#489: Puppy Love by Barbara Lewis
Peak Month: April 1964
11 weeks on Vancouver’s CFUN
Peak Position #6
Peak Position on Billboard Hot 100 ~ #38
YouTube.com: “Puppy Love”
Lyrics: “Puppy Love”
Barbara Ann Lewis was born in 1943 in Salem, Michigan, 31 miles west of Detroit. She began to write songs at the age of nine. As well she had learned to play harmonica, piano and guitar. Her bandleader father played the trumpet and her mother played the saxophone.

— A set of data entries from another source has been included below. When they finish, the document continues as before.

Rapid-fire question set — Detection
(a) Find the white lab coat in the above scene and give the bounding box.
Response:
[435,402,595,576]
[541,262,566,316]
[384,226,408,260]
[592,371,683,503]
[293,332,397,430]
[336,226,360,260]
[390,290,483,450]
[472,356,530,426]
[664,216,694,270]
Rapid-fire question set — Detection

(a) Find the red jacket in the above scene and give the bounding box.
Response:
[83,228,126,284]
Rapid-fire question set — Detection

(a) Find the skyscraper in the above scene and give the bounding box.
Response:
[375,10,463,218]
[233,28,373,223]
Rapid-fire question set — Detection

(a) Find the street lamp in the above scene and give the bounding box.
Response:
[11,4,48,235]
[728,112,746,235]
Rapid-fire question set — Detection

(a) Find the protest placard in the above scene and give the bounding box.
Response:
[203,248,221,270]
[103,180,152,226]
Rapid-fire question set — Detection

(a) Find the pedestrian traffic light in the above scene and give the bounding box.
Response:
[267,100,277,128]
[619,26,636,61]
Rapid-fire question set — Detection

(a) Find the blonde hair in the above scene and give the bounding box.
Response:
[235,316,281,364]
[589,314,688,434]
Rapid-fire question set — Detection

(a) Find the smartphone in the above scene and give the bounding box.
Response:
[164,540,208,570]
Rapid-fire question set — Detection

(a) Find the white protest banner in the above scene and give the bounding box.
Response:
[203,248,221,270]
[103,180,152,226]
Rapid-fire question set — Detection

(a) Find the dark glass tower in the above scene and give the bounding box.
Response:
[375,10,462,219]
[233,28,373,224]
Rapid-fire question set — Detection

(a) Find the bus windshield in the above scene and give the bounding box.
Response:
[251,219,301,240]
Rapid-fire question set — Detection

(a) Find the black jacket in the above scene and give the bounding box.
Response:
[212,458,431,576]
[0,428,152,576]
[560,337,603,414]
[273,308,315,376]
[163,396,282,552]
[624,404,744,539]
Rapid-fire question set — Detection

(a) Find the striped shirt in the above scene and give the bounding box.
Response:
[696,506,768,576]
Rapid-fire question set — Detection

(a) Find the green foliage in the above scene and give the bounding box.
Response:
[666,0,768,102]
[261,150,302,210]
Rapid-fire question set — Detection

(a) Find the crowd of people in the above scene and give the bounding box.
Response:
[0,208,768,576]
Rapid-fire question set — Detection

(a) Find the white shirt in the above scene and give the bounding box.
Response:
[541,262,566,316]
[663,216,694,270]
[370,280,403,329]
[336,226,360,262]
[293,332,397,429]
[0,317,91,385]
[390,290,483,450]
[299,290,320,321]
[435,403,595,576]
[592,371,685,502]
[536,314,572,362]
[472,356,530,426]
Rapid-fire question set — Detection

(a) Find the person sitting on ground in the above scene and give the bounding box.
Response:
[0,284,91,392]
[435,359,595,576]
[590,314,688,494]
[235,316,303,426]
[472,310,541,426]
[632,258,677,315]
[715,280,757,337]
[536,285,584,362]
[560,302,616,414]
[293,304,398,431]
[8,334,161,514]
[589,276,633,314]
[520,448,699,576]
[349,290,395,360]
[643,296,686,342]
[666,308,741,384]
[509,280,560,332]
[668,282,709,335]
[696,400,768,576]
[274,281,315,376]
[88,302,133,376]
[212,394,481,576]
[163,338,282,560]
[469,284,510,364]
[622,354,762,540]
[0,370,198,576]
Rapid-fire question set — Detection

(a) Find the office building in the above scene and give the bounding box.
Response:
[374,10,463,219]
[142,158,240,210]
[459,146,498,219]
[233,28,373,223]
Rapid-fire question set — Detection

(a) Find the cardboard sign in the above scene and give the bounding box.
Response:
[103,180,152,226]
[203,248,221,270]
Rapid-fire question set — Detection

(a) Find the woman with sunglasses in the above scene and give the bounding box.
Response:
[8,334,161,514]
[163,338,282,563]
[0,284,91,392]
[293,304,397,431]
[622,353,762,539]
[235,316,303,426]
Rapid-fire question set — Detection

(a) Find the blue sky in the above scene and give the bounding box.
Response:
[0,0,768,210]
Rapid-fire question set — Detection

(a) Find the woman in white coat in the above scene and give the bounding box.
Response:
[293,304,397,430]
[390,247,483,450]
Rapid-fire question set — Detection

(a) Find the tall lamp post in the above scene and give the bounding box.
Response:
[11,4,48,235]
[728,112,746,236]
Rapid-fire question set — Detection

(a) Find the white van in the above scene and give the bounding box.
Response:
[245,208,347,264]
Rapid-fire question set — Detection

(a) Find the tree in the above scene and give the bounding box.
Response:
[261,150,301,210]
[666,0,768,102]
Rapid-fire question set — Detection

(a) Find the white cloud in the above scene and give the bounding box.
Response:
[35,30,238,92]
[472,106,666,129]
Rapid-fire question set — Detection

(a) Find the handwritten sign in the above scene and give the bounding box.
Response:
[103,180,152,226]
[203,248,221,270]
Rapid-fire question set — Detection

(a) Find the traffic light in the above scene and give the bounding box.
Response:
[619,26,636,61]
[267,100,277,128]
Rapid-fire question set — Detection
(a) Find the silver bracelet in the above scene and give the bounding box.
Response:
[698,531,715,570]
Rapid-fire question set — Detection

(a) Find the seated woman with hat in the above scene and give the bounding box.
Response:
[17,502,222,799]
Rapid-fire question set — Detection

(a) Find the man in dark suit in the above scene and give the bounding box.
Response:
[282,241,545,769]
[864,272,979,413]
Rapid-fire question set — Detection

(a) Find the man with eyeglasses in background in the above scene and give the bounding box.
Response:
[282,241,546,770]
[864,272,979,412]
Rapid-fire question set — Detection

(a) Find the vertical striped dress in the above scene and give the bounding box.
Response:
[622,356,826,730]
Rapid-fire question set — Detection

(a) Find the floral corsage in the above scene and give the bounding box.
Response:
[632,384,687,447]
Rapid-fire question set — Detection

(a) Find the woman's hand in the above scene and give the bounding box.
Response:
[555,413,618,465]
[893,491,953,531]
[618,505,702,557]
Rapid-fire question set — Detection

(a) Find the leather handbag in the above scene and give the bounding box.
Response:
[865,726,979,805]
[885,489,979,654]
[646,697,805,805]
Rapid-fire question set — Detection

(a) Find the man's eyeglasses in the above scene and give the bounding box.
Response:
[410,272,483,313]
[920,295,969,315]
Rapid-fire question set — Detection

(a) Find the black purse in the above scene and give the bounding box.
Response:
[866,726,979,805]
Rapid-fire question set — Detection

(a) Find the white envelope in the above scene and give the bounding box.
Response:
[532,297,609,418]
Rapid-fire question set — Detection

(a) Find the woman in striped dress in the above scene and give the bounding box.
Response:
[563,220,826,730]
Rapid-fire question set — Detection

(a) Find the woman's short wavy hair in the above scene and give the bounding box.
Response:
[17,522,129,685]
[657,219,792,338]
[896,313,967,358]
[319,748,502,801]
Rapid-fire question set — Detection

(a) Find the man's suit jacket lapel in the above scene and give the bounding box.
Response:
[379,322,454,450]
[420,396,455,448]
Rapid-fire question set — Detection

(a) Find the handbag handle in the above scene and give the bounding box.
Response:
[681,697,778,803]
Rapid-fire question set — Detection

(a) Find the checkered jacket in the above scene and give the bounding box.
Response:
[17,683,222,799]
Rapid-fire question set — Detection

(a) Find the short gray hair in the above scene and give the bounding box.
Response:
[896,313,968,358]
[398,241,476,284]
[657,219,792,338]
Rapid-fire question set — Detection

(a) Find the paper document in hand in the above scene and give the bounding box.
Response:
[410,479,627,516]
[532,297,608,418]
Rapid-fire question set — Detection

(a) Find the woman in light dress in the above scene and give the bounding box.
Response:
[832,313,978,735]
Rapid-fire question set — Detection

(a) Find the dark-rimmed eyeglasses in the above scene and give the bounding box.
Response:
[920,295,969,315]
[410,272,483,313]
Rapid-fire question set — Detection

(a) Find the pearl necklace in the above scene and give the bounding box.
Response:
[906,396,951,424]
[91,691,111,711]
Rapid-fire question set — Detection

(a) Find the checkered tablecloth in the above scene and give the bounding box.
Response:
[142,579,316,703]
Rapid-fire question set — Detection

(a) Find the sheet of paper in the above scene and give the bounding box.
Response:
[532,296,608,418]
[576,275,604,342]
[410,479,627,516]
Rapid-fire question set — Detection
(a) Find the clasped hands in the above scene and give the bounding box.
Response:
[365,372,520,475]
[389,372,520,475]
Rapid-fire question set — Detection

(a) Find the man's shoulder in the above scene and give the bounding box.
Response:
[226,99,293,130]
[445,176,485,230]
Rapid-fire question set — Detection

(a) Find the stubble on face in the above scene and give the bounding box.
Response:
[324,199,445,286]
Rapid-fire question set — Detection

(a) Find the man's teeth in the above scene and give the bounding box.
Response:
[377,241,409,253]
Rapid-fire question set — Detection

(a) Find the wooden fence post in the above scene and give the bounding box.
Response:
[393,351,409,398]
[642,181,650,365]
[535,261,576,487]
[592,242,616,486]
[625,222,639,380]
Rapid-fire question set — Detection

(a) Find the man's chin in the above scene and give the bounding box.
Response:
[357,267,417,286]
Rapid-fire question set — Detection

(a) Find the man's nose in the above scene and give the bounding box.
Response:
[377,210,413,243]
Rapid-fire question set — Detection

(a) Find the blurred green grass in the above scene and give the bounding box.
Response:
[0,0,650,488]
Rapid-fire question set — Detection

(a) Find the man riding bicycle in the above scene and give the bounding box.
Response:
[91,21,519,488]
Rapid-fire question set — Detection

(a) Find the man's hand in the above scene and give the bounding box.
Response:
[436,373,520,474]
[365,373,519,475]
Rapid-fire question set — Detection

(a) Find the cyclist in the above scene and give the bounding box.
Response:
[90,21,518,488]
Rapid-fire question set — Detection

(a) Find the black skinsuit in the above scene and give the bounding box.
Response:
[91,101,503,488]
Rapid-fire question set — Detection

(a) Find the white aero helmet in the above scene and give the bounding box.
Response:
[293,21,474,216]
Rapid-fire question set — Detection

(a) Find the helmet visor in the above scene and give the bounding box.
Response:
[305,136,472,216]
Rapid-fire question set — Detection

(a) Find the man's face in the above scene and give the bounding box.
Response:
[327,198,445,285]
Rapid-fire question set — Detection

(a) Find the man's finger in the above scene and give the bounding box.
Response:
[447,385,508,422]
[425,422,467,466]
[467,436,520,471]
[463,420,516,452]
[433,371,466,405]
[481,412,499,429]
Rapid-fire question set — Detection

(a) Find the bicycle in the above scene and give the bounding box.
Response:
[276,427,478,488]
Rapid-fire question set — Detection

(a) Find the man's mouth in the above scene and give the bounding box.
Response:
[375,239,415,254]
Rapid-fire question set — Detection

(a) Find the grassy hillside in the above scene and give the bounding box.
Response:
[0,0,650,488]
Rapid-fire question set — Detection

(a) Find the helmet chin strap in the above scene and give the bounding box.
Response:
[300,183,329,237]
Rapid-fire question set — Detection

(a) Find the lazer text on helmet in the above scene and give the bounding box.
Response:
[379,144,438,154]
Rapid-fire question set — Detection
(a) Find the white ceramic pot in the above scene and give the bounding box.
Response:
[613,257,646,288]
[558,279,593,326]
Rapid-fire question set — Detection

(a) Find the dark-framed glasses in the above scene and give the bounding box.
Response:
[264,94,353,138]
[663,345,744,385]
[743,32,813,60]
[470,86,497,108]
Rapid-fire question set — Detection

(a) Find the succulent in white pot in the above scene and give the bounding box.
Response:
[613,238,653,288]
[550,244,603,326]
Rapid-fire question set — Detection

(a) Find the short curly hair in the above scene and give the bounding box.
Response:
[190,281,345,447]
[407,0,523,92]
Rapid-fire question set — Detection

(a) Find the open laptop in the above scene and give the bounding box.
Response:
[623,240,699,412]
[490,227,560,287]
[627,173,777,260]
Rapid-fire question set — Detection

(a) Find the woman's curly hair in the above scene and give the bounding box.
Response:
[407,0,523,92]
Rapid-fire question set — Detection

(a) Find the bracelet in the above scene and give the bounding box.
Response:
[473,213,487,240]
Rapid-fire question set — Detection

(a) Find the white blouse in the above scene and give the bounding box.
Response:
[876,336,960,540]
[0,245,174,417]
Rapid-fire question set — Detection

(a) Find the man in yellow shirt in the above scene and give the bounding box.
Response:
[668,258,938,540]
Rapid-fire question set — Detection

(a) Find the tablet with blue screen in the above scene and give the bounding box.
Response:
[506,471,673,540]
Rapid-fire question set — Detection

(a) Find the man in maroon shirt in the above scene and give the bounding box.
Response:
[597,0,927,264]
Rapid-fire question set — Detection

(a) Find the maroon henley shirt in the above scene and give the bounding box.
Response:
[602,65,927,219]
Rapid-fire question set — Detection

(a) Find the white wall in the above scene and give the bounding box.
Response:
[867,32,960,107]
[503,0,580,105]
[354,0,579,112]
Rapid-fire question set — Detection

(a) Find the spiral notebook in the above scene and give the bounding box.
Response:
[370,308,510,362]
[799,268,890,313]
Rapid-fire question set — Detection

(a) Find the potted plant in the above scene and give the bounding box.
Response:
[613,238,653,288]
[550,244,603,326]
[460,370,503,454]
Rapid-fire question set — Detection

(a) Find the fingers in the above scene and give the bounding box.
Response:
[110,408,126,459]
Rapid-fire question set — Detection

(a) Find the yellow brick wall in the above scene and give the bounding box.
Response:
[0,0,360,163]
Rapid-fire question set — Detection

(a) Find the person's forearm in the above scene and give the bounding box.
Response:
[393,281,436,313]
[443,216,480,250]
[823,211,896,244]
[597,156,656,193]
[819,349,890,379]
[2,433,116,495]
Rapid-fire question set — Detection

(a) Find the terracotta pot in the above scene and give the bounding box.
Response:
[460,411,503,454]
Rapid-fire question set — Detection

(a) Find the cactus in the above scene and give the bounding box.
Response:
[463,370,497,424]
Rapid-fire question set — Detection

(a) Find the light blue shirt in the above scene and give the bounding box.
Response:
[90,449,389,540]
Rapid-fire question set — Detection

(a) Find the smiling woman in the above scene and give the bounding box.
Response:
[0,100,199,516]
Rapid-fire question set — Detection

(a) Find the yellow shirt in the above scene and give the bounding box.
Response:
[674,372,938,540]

And her cousin, Shelton Brooks, had written “Some Of These Days”, a hit for Sophie Tucker in 1911. Brooks also composed the “Darktown Strutters’ Ball” for The Original Dixieland Jazz Band in 1917. Despite the musical focus of her extended family, young Barbara Lewis only thought about nursing as a future career. However, in her teens she began to collaborate with Ann Arbor DJ Ollie McLaughlin. The DJ had “discovered” her after McLaughlin asked her father to have Barbara audition for him. Ollie McLaughlin had a radio show on WHRV in Ann Arbor called Ollie’s Caravan. It had a fan base of over 10,000. He also had a small record label called Karen, named after one of his daughters. Her first single on Karen was one she wrote titled “My Heart Went Do Dat Da”. It was recorded at the Chess Record studio in Chicago. It became a break-out hit in the Detroit area, and was picked up for national distribution on Atlantic. The song made the Top 20 subsequently in Colorado Springs (CO).